İki dışişleri bakanının Çin-Pakistan Ekonomik Koridoru’na (CPEC) olan bağlılıklarını yinelediklerini ve işbirliğinin devamı için üst düzey değişimleri ve stratejik iletişimi geliştirme sözü verdiklerini söylemiş oldu.
Kendisi, FM Jilani’nin Tibet’te Moğolistan Başbakan Yardımcısı Sainbuyan Amarsaikha ile bir araya geldiğini ve burada iki tarafın üst düzey temaslarda bulunma ve ikili tecim ve yatırımı artırma yönündeki taahhütlerini tekrardan teyit ettiğini söylemiş oldu.
Baloch, Pakistan ve Körfez İşbirliği Konseyi’nin (GCC), 2009’dan bu yana Körfez İşbirliği Konseyi’nin herhangi bir ülkeyle imzaladığı bu türden ilk antak kalma olan Özgür Tecim Anlaşması (FTA) ile ilgili müzakereleri tamamladığını söylemiş oldu.
“Büyümeye ve karşılıklı refaha katkıda bulunacağına ve Pakistan ile Körfez İşbirliği Konseyi arasındaki ekonomik ilişkilerde yeni bir sayfa açacağına inandığımız anlaşmanın erken imzalanmasını, onaylanmasını ve uygulanmasını sabırsızlıkla bekliyoruz” dedi.
Kendisi, Cenevre merkezli İslam İşbirliği Teşkilatı (İİT) Grubunun koordinatörü sıfatıyla Pakistan’ın, Cenevre’deki İİT Gözlemci Misyonu ile beraber ‘Dini ayrımcılık, hoşgörüsüzlük ve terörizmle ilgili normatif çerçevenin etkinliğinin haritalandırılması’ başlıklı bir etkinlik düzenlediğini söylemiş oldu. ve nefret’.
Etkinliğin, giderek büyüyen dini ayrımcılık, hoşgörüsüzlük ve nefret olgusu ve bunun insan hakları perspektifinden düzeltilmesi için normatif çerçevenin güçlendirilmesi ihtiyacı mevzusunda farkındalığı artırmayı amaçladığını söylemiş oldu.
FO sözcüsü, Hint güçlerinin Hindistan’ın Yasadışı İşgal Altındaki Cammu ve Keşmir’de (IIOJK) ciddi insan hakları ihlalleri gerçekleştirmeye devam ettiğini söylemiş oldu.
Eylül ayında Hint birliklerinin yargısız infazlarda 13 Keşmirliyi öldürdüğünü ve 157 sivil ve aktivisti tutukladığını söylemiş oldu.
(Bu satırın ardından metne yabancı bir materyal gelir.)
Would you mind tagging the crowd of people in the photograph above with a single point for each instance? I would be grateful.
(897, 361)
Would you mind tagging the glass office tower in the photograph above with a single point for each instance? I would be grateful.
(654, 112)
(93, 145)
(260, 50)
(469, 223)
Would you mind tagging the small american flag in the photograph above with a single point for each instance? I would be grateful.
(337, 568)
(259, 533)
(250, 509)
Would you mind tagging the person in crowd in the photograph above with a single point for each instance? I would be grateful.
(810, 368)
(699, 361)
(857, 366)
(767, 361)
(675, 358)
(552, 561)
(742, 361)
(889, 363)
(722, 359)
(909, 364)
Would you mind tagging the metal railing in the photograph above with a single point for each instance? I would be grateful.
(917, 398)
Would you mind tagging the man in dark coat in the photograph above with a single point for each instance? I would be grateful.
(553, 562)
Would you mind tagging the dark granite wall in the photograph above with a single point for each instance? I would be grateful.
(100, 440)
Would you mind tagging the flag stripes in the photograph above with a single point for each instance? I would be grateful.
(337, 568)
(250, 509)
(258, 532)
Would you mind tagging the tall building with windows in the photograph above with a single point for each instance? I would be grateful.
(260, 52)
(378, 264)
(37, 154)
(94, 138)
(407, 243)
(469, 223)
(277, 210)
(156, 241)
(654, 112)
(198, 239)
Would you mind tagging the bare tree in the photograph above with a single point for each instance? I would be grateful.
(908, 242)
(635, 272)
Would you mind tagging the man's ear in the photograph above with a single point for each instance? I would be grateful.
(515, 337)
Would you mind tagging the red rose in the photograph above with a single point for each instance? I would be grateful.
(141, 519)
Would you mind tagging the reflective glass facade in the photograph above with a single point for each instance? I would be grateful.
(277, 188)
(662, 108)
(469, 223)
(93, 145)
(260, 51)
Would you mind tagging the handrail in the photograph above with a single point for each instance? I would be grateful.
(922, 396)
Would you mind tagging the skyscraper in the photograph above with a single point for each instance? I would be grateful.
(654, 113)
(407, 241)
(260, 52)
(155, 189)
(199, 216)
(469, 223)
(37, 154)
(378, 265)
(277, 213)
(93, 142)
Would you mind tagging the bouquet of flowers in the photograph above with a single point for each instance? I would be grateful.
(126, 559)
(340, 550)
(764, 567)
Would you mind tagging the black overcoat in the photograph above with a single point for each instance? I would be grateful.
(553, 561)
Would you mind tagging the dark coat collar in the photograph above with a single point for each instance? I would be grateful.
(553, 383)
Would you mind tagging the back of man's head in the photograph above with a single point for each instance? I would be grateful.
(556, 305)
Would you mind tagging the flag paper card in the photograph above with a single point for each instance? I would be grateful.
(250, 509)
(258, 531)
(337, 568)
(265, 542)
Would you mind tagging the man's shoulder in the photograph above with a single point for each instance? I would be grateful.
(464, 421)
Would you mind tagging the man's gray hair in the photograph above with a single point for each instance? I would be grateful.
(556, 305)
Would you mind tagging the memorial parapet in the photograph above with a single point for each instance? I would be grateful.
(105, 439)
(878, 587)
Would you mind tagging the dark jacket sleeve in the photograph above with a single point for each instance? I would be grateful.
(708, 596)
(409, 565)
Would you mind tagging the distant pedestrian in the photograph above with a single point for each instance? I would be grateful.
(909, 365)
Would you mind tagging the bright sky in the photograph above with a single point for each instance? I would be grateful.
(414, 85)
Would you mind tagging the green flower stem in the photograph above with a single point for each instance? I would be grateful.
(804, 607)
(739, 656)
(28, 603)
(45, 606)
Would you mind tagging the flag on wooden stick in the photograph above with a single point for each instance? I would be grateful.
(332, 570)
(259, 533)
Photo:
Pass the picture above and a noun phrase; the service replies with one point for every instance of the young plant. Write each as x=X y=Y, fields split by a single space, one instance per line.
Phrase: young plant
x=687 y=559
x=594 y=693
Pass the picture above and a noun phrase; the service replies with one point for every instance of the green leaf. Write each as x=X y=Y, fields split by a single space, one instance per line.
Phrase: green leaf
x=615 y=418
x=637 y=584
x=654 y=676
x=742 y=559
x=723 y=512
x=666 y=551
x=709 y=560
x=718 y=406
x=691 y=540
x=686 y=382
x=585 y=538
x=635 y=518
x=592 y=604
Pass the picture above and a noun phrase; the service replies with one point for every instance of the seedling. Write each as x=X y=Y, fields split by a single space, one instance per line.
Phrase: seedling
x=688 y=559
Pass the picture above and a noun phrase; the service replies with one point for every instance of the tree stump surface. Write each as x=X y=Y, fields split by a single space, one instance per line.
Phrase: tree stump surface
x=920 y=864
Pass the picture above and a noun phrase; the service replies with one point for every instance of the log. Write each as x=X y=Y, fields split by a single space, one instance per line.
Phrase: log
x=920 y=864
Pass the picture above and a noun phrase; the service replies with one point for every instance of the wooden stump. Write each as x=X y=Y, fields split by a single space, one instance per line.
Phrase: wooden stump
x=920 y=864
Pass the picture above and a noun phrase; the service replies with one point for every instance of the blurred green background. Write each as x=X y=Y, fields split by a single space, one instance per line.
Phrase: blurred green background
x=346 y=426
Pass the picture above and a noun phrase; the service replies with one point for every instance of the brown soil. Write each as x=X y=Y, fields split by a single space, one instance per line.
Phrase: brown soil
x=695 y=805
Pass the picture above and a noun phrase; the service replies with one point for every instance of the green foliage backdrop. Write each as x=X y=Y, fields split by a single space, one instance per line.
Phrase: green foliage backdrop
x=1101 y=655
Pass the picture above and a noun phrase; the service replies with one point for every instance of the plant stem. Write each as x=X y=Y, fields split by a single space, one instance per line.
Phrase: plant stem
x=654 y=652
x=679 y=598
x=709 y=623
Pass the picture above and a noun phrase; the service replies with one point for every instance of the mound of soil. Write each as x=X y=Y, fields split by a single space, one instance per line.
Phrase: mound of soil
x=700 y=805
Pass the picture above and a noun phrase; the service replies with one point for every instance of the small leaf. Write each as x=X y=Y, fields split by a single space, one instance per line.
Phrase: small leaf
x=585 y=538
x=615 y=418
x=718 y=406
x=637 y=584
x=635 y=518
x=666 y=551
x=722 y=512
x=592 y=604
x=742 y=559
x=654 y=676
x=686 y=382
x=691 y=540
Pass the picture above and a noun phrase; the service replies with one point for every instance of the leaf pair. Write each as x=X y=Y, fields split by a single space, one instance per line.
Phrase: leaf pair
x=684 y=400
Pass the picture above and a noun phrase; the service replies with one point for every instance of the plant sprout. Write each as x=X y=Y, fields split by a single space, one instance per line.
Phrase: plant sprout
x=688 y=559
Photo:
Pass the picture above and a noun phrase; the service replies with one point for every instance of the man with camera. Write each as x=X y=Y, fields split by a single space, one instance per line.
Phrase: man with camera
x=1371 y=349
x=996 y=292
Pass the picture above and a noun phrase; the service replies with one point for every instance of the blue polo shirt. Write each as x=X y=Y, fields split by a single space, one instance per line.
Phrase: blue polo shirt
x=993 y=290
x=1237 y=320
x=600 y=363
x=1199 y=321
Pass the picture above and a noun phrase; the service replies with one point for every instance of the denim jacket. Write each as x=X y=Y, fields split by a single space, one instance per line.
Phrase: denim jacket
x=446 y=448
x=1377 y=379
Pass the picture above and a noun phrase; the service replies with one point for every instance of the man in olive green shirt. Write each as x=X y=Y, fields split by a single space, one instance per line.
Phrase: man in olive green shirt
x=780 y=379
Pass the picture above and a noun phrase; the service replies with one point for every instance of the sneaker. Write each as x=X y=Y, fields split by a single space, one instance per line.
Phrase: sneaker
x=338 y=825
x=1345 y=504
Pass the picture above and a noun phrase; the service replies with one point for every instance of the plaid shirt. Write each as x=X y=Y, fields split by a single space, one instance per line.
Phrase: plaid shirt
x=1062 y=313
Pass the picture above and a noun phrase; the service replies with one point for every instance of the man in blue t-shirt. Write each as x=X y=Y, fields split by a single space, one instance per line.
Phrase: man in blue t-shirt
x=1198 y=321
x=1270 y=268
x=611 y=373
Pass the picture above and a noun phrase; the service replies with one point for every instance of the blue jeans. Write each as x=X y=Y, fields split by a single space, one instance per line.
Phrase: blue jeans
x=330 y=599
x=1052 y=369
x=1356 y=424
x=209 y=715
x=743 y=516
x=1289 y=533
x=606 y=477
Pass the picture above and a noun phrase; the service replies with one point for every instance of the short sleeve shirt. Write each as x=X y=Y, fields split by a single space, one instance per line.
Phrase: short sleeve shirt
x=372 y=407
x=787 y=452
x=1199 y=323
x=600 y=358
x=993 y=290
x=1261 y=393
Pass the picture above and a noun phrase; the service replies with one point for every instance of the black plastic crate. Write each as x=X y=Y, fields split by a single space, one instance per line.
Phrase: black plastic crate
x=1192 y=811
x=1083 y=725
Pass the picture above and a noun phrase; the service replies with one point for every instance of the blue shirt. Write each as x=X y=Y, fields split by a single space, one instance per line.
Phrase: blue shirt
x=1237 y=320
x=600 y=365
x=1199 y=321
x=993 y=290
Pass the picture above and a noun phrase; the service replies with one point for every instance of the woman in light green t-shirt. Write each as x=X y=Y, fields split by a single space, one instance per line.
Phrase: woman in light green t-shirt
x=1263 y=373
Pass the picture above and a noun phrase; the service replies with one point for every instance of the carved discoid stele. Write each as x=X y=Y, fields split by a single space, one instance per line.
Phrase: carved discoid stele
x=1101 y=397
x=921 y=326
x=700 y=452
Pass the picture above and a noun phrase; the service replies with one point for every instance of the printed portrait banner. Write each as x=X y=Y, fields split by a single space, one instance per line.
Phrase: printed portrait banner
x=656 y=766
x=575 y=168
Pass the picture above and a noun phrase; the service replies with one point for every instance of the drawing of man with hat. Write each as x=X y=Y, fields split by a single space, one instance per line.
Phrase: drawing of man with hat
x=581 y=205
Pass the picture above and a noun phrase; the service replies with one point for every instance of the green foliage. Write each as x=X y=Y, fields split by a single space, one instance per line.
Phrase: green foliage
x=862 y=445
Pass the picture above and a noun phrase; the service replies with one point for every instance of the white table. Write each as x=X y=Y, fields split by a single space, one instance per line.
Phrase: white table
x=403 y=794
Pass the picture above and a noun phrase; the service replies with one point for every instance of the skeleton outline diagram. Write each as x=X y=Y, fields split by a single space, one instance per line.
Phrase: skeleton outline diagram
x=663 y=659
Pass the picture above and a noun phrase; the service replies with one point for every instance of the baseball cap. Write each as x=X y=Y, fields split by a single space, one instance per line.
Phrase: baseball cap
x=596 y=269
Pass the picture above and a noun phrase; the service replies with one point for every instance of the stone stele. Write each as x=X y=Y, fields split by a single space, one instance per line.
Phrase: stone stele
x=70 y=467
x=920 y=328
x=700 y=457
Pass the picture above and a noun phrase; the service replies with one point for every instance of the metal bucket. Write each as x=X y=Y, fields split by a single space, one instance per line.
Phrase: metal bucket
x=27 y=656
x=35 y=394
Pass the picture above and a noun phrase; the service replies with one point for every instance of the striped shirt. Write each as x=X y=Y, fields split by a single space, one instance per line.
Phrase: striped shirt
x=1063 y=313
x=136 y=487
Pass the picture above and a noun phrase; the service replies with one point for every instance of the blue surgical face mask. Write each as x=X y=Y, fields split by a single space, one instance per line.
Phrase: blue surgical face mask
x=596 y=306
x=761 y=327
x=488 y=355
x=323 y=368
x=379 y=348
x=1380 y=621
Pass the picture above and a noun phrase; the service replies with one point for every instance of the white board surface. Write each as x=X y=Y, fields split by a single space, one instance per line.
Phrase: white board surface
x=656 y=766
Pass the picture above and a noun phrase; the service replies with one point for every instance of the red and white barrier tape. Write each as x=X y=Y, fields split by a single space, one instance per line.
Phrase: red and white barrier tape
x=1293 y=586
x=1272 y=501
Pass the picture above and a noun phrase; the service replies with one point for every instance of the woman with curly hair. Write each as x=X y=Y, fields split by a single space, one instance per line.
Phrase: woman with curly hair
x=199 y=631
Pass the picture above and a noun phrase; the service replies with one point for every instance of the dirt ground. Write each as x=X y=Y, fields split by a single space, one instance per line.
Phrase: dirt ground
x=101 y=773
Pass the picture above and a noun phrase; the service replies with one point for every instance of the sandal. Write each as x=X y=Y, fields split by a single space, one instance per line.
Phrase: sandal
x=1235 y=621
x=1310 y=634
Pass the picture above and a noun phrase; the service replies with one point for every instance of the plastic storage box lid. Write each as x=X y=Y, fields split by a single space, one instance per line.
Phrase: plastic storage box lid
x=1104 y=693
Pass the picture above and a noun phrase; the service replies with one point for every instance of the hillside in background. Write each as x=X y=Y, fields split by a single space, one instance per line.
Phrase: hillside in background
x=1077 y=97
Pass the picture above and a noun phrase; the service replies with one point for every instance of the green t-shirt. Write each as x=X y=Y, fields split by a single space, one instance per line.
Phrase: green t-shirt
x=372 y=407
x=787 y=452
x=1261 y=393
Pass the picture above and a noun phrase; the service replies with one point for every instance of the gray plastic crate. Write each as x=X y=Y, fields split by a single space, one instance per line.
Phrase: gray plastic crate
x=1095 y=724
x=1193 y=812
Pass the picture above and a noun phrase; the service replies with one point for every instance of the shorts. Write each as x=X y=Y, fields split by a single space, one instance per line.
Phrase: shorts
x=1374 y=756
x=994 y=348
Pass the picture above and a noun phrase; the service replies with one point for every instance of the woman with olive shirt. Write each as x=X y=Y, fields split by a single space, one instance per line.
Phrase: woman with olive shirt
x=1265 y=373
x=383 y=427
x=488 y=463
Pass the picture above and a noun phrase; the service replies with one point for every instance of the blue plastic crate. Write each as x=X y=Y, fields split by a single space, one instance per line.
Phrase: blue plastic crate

Tutuklananların bir çok, IIOJK – Kamu Güvenliği Yasası (PSA) ve Yasadışı Faaliyetler (Önleme) Yasası (UAPA) kapsamında işgal yetkilileri tarafınca piyasaya sürülen katı yasalar uyarınca tutuklandı.
“Bu tür baskıcı önlemlere ve insan hakları ihlallerine son verilmeli ve Keşmir halkının kendi kaderini atama hakkını özgürce kullanabilmesi için Keşmir liderleri özgür bırakılmalıdır” dedi.